Detalle Publicación

Machine learning automatically detects COVID-19 using chest CTs in a large multicenter cohort

Autores: Mortani Barbosa, E. J. (Jr.) (Autor de correspondencia); Georgescu, B.; Chaganti, S.; Bastarrika Alemañ, Gorka; Broncano Cabrero, J.; Chabin, G.; Flohr, T.; Grenier, P.; Grbic, S.; Gupta, N.; Mellot, F.; Nicolaou, S.; Re, T.; Sanelli, P.; Sauter, A. W.; Yoo, Y.; Ziebandt, V.; Comaniciu, D.

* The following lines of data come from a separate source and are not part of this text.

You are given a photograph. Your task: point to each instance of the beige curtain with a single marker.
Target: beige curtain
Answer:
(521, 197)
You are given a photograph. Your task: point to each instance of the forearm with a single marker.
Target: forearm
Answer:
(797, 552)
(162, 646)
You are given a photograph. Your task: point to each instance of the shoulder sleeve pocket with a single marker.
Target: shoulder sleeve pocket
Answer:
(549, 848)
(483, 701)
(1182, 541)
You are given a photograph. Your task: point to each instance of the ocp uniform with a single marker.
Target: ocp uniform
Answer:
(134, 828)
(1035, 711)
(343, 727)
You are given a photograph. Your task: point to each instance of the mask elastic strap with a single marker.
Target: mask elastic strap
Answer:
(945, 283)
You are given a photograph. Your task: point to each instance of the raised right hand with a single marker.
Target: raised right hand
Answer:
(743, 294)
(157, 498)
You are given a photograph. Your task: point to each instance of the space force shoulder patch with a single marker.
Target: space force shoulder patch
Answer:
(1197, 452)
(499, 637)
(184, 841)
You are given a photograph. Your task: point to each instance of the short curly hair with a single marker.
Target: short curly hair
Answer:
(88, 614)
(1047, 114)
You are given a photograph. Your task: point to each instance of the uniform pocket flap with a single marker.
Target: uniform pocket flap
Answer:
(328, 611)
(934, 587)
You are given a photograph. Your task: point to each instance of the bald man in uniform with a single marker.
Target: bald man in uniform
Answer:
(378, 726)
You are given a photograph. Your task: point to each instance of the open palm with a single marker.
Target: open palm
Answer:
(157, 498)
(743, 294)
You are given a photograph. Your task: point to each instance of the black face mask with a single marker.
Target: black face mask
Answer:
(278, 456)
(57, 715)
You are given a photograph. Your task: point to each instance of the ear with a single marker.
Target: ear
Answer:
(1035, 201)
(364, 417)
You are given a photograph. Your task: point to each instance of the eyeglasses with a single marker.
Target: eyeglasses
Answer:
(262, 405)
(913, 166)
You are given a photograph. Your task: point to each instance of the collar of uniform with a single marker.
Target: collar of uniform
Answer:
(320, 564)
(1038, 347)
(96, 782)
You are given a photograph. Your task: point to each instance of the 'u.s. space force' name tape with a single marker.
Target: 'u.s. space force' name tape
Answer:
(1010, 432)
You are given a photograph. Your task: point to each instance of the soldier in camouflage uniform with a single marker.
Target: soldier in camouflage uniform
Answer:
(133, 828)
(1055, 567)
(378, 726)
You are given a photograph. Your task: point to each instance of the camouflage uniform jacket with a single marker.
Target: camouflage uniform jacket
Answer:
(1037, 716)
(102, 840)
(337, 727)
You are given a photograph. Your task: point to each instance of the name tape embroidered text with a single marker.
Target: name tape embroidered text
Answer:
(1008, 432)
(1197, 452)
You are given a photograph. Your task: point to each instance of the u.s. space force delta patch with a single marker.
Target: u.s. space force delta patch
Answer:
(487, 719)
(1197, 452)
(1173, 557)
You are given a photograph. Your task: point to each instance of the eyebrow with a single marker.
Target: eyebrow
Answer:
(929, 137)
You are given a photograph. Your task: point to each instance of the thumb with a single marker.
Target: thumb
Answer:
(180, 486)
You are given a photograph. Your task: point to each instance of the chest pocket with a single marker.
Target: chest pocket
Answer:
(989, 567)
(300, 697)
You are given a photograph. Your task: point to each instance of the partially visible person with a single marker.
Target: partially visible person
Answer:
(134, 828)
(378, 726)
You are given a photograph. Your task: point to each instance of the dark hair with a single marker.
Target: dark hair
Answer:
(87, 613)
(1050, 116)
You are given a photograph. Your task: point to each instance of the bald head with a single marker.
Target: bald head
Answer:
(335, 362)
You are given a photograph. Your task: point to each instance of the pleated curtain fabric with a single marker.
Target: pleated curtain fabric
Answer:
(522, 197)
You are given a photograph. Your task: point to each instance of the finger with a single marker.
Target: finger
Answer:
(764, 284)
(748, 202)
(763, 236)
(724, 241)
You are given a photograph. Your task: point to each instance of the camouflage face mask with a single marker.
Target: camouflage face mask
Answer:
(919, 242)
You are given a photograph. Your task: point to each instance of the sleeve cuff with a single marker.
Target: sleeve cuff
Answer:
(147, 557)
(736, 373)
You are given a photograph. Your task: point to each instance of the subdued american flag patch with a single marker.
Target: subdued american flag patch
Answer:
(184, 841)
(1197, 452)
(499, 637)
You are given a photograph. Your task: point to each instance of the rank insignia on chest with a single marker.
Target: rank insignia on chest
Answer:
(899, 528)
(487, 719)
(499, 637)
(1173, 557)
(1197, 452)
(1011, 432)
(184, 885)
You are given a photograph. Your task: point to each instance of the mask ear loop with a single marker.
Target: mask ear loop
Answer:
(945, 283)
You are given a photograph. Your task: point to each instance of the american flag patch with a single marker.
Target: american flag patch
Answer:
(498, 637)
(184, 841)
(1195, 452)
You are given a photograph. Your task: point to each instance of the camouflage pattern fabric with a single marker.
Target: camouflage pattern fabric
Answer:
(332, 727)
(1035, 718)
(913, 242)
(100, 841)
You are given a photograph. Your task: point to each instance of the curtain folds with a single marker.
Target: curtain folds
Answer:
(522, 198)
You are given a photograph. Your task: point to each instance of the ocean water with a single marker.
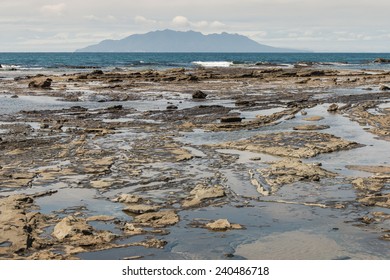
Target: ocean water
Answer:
(14, 62)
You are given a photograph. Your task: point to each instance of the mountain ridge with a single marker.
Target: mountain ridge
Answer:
(182, 41)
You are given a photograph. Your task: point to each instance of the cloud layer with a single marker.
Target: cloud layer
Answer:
(65, 25)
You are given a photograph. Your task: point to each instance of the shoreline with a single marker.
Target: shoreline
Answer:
(160, 164)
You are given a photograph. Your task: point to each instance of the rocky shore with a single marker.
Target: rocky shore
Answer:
(139, 164)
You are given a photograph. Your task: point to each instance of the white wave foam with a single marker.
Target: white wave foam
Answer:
(6, 67)
(213, 63)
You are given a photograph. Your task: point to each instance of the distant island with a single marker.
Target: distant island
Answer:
(179, 41)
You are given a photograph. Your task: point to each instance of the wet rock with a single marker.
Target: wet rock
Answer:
(20, 229)
(229, 119)
(291, 170)
(199, 95)
(313, 118)
(246, 103)
(201, 193)
(103, 218)
(370, 168)
(384, 88)
(310, 73)
(96, 72)
(158, 219)
(381, 60)
(70, 227)
(333, 108)
(291, 144)
(128, 198)
(44, 84)
(368, 184)
(222, 225)
(140, 208)
(380, 200)
(311, 127)
(131, 229)
(172, 107)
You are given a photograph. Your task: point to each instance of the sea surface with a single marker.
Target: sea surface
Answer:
(60, 62)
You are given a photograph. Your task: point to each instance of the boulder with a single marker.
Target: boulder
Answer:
(199, 95)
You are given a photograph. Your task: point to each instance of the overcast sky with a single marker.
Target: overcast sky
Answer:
(317, 25)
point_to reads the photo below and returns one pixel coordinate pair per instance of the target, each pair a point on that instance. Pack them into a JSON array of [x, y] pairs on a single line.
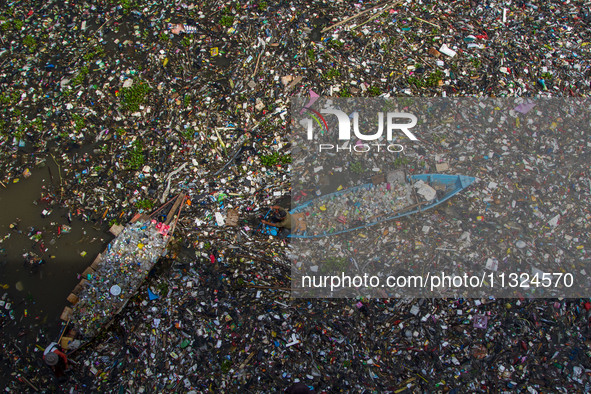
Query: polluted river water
[[42, 253]]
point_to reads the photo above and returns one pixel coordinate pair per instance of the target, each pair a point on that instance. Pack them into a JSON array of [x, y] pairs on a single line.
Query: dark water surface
[[41, 289]]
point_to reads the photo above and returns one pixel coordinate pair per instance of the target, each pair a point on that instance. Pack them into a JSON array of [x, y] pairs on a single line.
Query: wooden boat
[[373, 203], [116, 274]]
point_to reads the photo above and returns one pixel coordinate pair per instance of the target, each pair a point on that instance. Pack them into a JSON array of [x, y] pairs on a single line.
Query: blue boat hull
[[453, 183]]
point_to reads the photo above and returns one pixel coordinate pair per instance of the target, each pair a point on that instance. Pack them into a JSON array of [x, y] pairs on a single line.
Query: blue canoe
[[438, 188]]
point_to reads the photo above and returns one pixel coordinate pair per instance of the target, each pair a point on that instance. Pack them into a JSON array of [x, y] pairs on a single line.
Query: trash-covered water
[[41, 253]]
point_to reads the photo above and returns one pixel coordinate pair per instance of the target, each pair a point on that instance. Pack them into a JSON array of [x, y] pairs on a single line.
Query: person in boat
[[55, 358], [279, 218]]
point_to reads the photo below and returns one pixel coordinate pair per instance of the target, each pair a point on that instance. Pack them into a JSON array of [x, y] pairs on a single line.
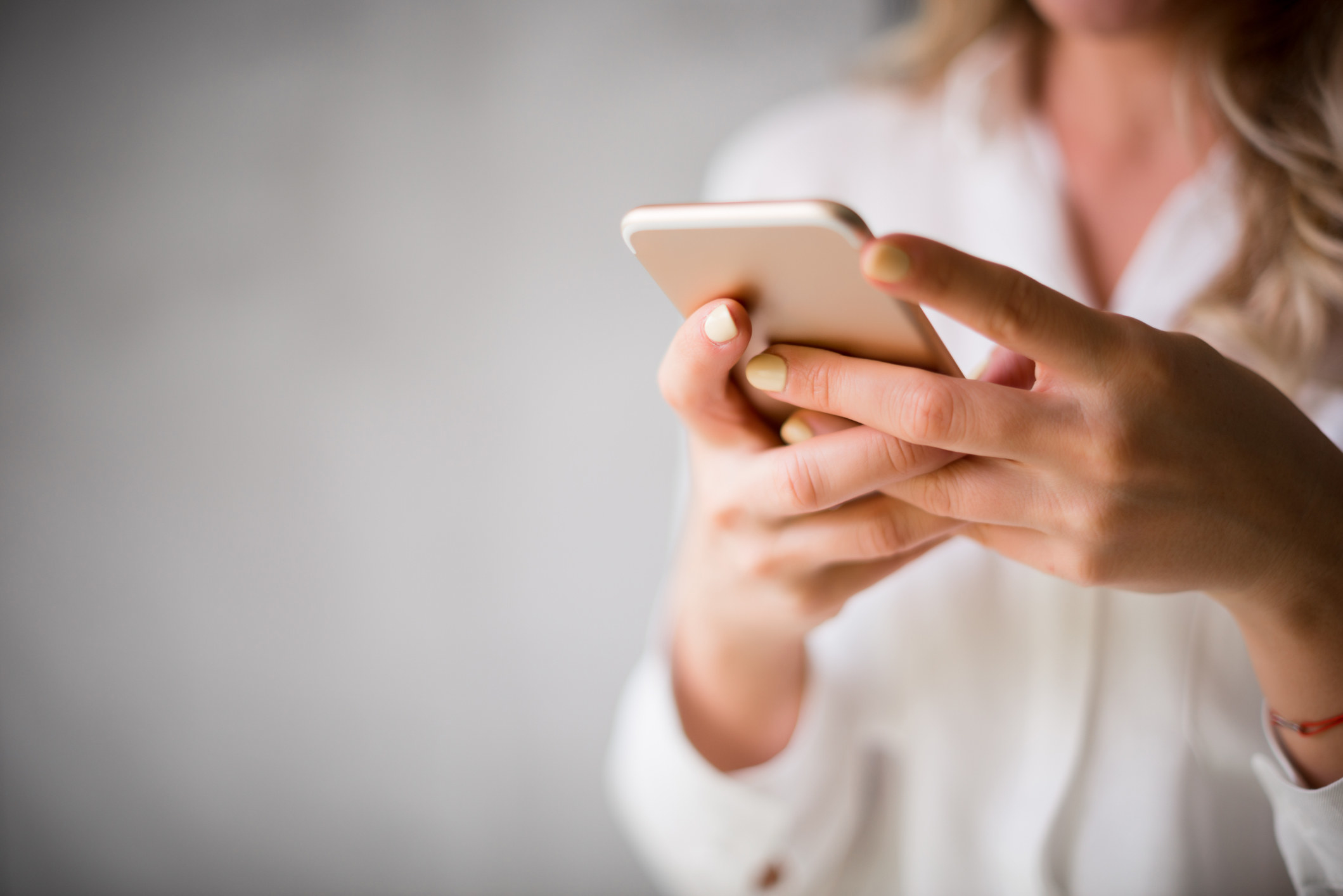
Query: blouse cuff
[[1308, 822], [773, 828]]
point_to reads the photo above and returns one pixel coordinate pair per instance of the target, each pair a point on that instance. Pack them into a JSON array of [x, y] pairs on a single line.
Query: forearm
[[1294, 630], [738, 687]]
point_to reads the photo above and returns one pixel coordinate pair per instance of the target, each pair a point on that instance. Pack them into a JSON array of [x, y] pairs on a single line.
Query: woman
[[1119, 553]]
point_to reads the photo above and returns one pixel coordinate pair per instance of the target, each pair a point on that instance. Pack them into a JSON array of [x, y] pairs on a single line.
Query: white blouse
[[973, 726]]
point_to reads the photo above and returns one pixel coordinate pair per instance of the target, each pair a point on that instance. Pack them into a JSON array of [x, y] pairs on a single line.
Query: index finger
[[1005, 305]]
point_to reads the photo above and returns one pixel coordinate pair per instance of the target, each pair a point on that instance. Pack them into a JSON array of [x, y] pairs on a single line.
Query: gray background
[[333, 477]]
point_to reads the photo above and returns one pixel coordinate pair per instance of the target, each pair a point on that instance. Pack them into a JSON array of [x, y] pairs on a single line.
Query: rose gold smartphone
[[794, 266]]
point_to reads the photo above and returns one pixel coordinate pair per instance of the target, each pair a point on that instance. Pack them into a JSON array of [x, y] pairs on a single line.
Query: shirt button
[[770, 876]]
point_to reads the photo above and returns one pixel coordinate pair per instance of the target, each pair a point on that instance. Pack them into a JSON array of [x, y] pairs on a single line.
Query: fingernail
[[885, 262], [719, 326], [795, 430], [768, 373]]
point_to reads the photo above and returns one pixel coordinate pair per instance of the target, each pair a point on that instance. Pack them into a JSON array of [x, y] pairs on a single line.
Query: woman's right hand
[[776, 538]]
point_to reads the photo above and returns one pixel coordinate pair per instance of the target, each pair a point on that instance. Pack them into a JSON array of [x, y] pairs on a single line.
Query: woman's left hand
[[1138, 458]]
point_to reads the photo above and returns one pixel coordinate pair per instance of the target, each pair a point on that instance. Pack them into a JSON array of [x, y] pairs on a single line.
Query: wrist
[[738, 688]]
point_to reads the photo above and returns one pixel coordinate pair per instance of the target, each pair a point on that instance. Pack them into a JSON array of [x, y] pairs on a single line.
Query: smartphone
[[794, 266]]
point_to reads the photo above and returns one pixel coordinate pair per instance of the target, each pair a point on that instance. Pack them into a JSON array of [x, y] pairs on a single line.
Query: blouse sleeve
[[782, 828], [1308, 824]]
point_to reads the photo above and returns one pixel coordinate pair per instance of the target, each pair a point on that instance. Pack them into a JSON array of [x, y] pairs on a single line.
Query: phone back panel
[[795, 269]]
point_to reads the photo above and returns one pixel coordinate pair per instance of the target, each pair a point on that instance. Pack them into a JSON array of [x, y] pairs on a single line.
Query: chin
[[1104, 16]]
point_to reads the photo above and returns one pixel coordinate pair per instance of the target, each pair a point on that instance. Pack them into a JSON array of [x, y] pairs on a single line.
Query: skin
[[1093, 448]]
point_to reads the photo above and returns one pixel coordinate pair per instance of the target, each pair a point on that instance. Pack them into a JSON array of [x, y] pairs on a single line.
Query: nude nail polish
[[768, 373], [719, 326], [885, 262], [795, 430]]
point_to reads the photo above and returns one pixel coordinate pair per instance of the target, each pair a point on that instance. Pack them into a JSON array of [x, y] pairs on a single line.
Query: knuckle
[[727, 518], [759, 562], [797, 481], [1016, 312], [1091, 567], [929, 411], [935, 495], [818, 382], [899, 456], [882, 536], [673, 386], [1115, 449]]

Título de la revista: EUROPEAN RADIOLOGY
ISSN: 0938-7994
Volumen: 31
Número: 11
Páginas: 8775 - 8785
Fecha de publicación: 2021
Objectives To investigate machine learning classifiers and interpretable models using chest CT for detection of COVID-19 and differentiation from other pneumonias, interstitial lung disease (ILD) and normal CTs. Methods Our retrospective multi-institutional study obtained 2446 chest CTs from 16 institutions (including 1161 COVID-19 patients). Training/validation/testing cohorts included 1011/50/100 COVID-19, 388/16/33 ILD, 189/16/33 other pneumonias, and 559/17/34 normal (no pathologies) CTs. A metric-based approach for the classification of COVID-19 used interpretable features, relying on logistic regression and random forests. A deep learning-based classifier differentiated COVID-19 via 3D features extracted directly from CT attenuation and probability distribution of airspace opacities. Results Most discriminative features of COVID-19 are the percentage of airspace opacity and peripheral and basal predominant opacities, concordant with the typical characterization of COVID-19 in the literature. Unsupervised hierarchical clustering compares feature distribution across COVID-19 and control cohorts. The metrics-based classifier achieved AUC = 0.83, sensitivity = 0.74, and specificity = 0.79 versus respectively 0.93, 0.90, and 0.83 for the DL-based classifier. Most of ambiguity comes from non-COVID-19 pneumonia with manifestations that overlap with COVID-19, as well as mild COVID-19 cases. Non-COVID-19 classification performance is 91% for ILD, 64% for other pneumonias, and 94% for no pathologies, which demonstrates the robustness of our method against different compositions of control groups. Conclusions Our new method accurately discriminates COVID-19 from other types of pneumonia, ILD, and CTs with no pathologies, using quantitative imaging features derived from chest CT, while balancing interpretability of results and classification performance and, therefore, may be useful to facilitate diagnosis of COVID-19.